Le Parnasse contemporain/1869/Le Lion

Le Parnasse contemporainAlphonse Lemerre [Slatkine Reprints]II. 1869-1871 (p. 85-86).


IV

LE LION


Comme elle était chrétienne & n’avait pas voulu,
Pour de vains dieux d’argile & de bois vermoulu,
Allumer de l’encens ni célébrer des fêtes,
Le préteur ordonna de la livrer aux bêtes ;
Et comme elle était jeune & vierge, & rougissait
Quand l’œil du juge impur sur elle se fixait,
Une clause formelle en l’édit contenue
Précisa qu’au supplice on la livrerait nue.

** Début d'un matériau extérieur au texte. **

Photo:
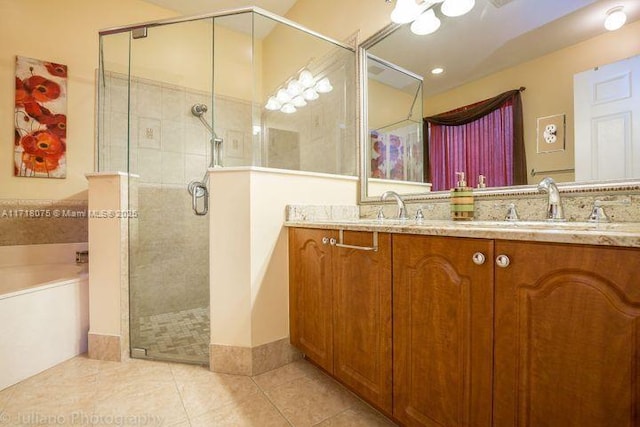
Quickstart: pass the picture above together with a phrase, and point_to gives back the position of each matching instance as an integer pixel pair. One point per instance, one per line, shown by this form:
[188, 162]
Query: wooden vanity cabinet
[340, 308]
[311, 294]
[567, 336]
[485, 333]
[442, 330]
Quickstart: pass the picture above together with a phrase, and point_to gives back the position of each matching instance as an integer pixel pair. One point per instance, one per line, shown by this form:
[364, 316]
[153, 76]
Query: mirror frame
[605, 186]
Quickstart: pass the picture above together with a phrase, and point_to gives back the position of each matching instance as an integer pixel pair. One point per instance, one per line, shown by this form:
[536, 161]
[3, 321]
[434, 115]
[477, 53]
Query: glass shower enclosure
[177, 98]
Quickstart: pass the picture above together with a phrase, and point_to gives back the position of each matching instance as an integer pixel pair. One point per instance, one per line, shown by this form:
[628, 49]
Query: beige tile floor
[82, 391]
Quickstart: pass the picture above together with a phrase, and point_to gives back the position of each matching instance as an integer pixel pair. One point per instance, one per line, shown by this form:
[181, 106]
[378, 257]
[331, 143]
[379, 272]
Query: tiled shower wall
[168, 144]
[322, 134]
[169, 147]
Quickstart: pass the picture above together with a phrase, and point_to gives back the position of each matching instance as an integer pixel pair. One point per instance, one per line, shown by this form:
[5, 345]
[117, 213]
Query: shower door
[170, 71]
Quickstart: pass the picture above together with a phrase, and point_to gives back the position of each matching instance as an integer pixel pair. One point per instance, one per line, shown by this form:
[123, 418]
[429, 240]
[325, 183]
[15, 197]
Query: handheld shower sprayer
[199, 109]
[198, 189]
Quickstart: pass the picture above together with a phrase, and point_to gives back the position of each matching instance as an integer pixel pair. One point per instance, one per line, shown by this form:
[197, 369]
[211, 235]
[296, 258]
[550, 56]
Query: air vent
[375, 70]
[500, 3]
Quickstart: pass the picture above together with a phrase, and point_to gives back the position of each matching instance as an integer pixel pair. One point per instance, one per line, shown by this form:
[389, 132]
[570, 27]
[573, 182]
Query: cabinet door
[310, 294]
[567, 335]
[362, 317]
[442, 331]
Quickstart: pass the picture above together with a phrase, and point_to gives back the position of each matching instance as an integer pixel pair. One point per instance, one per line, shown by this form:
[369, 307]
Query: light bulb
[323, 86]
[310, 94]
[298, 101]
[273, 104]
[283, 96]
[288, 108]
[306, 78]
[615, 19]
[294, 88]
[405, 11]
[426, 23]
[457, 7]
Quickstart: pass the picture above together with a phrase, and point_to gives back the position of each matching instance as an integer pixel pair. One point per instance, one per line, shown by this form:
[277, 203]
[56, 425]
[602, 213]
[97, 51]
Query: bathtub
[44, 308]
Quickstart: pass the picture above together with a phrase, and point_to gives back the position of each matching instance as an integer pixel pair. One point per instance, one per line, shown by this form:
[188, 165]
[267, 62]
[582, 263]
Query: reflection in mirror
[538, 44]
[395, 150]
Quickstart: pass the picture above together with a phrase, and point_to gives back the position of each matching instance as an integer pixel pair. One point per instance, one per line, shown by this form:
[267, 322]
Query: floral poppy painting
[40, 143]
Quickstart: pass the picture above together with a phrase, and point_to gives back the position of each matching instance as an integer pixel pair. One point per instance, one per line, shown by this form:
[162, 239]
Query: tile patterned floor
[183, 335]
[85, 392]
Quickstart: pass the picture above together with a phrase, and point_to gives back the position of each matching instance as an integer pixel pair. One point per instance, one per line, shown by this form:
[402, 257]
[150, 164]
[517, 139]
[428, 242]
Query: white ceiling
[196, 7]
[489, 39]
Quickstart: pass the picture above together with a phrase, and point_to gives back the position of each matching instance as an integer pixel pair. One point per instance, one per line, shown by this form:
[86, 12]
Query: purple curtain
[483, 138]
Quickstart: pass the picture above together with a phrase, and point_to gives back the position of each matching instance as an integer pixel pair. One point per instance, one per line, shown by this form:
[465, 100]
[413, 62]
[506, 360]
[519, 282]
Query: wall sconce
[423, 15]
[615, 18]
[297, 92]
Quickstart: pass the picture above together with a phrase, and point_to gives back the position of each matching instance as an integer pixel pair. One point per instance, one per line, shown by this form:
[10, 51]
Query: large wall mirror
[545, 46]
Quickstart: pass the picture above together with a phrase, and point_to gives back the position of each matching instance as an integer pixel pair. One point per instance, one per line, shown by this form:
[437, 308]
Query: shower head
[199, 109]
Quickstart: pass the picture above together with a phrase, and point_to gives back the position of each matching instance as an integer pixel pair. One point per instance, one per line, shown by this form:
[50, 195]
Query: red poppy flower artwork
[40, 119]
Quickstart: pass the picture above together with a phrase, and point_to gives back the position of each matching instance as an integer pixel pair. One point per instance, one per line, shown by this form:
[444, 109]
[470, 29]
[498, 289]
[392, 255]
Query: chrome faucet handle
[402, 210]
[597, 212]
[555, 212]
[512, 213]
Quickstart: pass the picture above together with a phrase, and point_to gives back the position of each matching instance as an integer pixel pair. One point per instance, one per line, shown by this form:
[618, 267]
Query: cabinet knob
[503, 261]
[479, 258]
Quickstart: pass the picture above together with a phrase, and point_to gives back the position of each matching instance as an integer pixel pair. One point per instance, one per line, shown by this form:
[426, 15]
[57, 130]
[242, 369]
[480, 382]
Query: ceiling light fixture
[295, 92]
[426, 23]
[615, 18]
[423, 14]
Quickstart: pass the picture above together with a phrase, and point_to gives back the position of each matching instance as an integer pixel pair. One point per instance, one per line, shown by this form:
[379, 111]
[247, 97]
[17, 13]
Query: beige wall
[549, 83]
[63, 31]
[249, 255]
[339, 19]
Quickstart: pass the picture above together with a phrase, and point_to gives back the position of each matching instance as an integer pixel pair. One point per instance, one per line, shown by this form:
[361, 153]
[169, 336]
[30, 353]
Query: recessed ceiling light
[615, 19]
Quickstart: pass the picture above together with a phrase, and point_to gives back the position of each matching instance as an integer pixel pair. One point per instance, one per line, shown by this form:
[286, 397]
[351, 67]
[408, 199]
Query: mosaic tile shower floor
[182, 335]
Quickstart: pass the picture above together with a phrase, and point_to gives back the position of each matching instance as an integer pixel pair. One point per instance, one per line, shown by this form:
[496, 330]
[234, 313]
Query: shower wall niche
[237, 64]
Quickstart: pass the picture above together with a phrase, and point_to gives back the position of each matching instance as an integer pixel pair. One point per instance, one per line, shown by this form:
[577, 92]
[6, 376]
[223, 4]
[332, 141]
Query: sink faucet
[402, 210]
[554, 204]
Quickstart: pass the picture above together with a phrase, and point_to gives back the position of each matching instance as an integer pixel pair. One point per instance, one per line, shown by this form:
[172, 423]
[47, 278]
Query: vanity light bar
[297, 92]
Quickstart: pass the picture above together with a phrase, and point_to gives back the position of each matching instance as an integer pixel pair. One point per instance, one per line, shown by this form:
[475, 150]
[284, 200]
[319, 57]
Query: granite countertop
[626, 234]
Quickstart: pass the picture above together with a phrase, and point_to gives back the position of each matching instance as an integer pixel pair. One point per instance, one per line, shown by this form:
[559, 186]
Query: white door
[607, 121]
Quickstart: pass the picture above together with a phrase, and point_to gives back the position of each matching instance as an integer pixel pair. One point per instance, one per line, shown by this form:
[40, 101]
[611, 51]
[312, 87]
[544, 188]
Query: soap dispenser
[462, 204]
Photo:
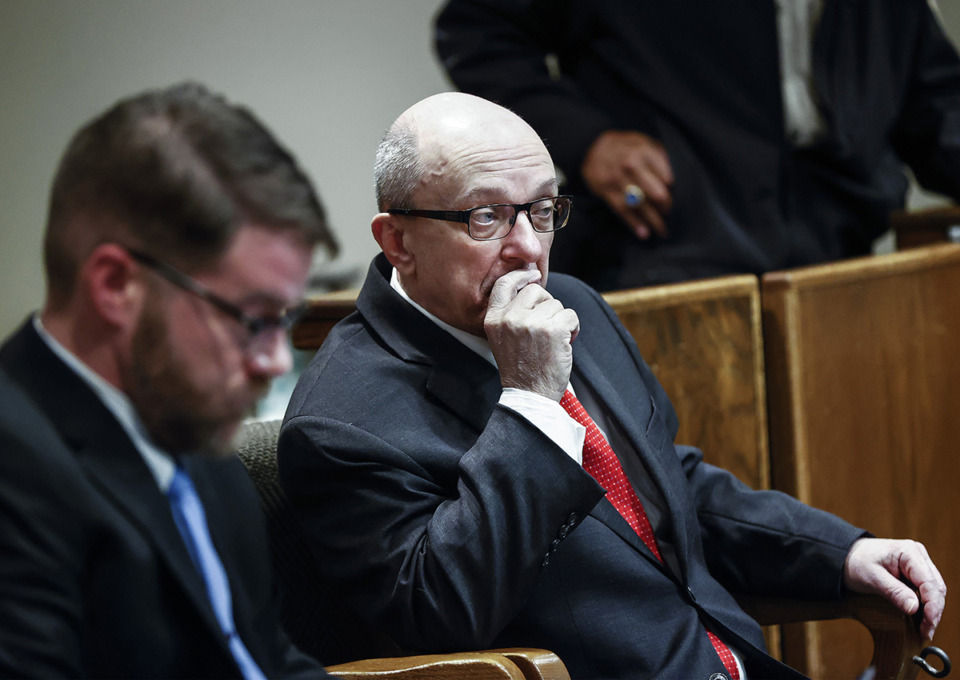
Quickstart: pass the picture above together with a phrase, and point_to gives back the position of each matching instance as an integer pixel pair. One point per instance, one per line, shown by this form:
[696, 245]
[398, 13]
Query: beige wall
[326, 75]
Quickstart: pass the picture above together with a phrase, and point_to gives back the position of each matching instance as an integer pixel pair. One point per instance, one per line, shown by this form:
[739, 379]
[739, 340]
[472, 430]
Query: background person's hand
[621, 158]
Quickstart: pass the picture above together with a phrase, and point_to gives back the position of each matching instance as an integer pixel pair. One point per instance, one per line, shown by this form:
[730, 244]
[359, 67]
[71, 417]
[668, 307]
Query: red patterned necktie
[602, 464]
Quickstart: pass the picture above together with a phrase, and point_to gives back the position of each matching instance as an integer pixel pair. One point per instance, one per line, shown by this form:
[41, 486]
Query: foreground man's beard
[179, 417]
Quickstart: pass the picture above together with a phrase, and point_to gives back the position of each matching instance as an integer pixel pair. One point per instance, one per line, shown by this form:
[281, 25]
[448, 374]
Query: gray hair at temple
[398, 166]
[174, 172]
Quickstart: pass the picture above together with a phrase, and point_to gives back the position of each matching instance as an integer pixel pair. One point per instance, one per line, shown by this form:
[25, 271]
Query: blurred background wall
[327, 76]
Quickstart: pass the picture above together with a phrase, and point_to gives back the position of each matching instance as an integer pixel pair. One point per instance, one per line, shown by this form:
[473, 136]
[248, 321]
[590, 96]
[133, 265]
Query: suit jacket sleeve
[927, 136]
[497, 49]
[436, 545]
[41, 553]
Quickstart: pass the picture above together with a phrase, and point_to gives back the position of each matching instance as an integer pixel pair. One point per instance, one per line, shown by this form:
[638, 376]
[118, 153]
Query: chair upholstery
[307, 604]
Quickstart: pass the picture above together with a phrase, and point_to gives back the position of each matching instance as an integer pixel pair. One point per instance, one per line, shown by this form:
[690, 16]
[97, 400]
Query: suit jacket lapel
[106, 453]
[463, 381]
[617, 402]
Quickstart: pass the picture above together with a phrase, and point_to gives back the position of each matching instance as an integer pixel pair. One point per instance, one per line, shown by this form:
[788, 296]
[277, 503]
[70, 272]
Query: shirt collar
[474, 343]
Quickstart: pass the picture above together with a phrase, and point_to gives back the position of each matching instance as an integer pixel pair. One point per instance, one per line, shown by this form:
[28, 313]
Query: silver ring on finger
[633, 195]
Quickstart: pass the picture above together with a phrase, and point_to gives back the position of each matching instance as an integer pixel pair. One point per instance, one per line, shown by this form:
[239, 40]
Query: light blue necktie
[192, 522]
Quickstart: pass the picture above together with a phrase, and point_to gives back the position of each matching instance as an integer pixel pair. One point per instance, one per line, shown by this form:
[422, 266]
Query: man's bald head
[437, 130]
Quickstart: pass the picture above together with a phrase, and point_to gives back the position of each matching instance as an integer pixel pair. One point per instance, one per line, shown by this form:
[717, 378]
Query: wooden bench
[862, 379]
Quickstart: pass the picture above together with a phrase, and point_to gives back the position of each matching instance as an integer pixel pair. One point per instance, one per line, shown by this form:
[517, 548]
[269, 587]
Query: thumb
[508, 286]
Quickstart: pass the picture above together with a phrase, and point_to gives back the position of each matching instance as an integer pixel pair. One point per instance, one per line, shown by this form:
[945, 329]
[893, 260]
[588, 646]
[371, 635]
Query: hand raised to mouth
[530, 334]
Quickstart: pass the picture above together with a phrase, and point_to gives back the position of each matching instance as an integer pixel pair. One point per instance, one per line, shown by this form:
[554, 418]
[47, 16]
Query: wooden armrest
[923, 227]
[536, 664]
[507, 664]
[896, 636]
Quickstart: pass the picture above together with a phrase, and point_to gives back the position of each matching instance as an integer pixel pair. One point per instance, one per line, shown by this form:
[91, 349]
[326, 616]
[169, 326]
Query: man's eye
[483, 216]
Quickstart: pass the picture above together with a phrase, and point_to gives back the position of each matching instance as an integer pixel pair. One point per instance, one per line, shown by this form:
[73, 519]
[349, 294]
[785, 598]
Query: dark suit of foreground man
[445, 492]
[179, 232]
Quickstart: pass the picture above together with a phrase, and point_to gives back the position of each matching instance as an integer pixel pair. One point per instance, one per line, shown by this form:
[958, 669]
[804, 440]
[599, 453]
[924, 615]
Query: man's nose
[269, 353]
[523, 241]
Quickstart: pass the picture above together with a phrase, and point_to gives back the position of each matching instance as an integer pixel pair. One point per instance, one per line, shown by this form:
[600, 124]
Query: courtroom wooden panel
[703, 341]
[862, 382]
[321, 315]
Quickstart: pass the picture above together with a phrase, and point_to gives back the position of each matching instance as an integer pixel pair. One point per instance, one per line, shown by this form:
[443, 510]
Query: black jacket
[703, 78]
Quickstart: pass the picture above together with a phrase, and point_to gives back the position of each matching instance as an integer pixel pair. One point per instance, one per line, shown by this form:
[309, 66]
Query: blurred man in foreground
[177, 248]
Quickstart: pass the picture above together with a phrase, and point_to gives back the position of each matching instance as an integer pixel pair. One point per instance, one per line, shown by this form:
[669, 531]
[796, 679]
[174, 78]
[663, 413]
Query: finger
[899, 593]
[658, 162]
[923, 573]
[508, 286]
[657, 191]
[652, 218]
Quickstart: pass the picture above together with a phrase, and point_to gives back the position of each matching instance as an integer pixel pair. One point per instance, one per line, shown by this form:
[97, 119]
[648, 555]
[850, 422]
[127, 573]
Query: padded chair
[320, 624]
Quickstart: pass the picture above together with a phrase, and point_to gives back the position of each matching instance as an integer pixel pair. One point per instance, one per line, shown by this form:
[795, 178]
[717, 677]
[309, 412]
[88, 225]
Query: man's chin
[225, 442]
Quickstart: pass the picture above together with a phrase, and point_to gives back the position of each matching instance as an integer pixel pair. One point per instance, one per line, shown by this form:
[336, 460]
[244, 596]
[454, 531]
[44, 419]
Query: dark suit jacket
[453, 523]
[703, 78]
[95, 580]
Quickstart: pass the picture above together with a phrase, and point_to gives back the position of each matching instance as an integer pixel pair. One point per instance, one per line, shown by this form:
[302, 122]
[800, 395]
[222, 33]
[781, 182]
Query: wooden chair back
[703, 341]
[862, 380]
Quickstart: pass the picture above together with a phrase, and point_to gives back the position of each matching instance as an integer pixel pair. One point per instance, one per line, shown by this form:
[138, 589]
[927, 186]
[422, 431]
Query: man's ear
[389, 231]
[114, 288]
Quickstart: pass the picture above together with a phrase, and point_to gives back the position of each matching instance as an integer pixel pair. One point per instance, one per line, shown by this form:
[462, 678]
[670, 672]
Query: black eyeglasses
[492, 222]
[257, 327]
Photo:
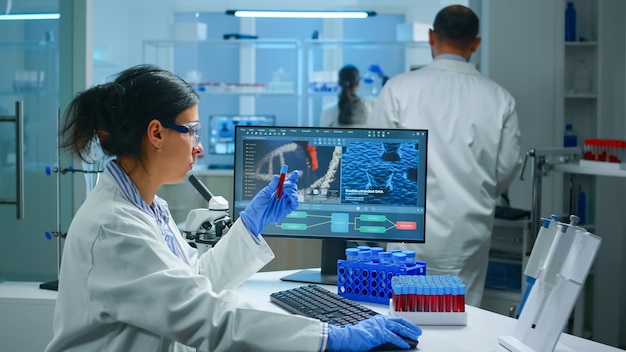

Nue, & le sein voilé de ses chastes cheveux,
Elle entra dans le cirque.

Elle entra dans le cirque. En quatre bonds nerveux

Un lion, famélique & rugissant de joie,
Jaillit de la carcère & vint flairer la proie.
Le peuple regardait, étrangement jaloux,
Palpiter ce corps blanc près de ce muffle roux,
Et montrait, allumé d’une affreuse luxure,
Des rictus de baiser, peut-être de morsure.
Elle, chaste, tirait ses cheveux sur son sein.

Cependant le lion, instinctif assassin,
Entre-bâillait déjà sa gueule carnassière.

« Lion ! » dit la chrétienne.

« Lion ! » dit la chrétienne. Alors, dans la poussière
On le vit se coucher, doux & silencieux ;
Et, comme elle était nue, il ferma les deux yeux.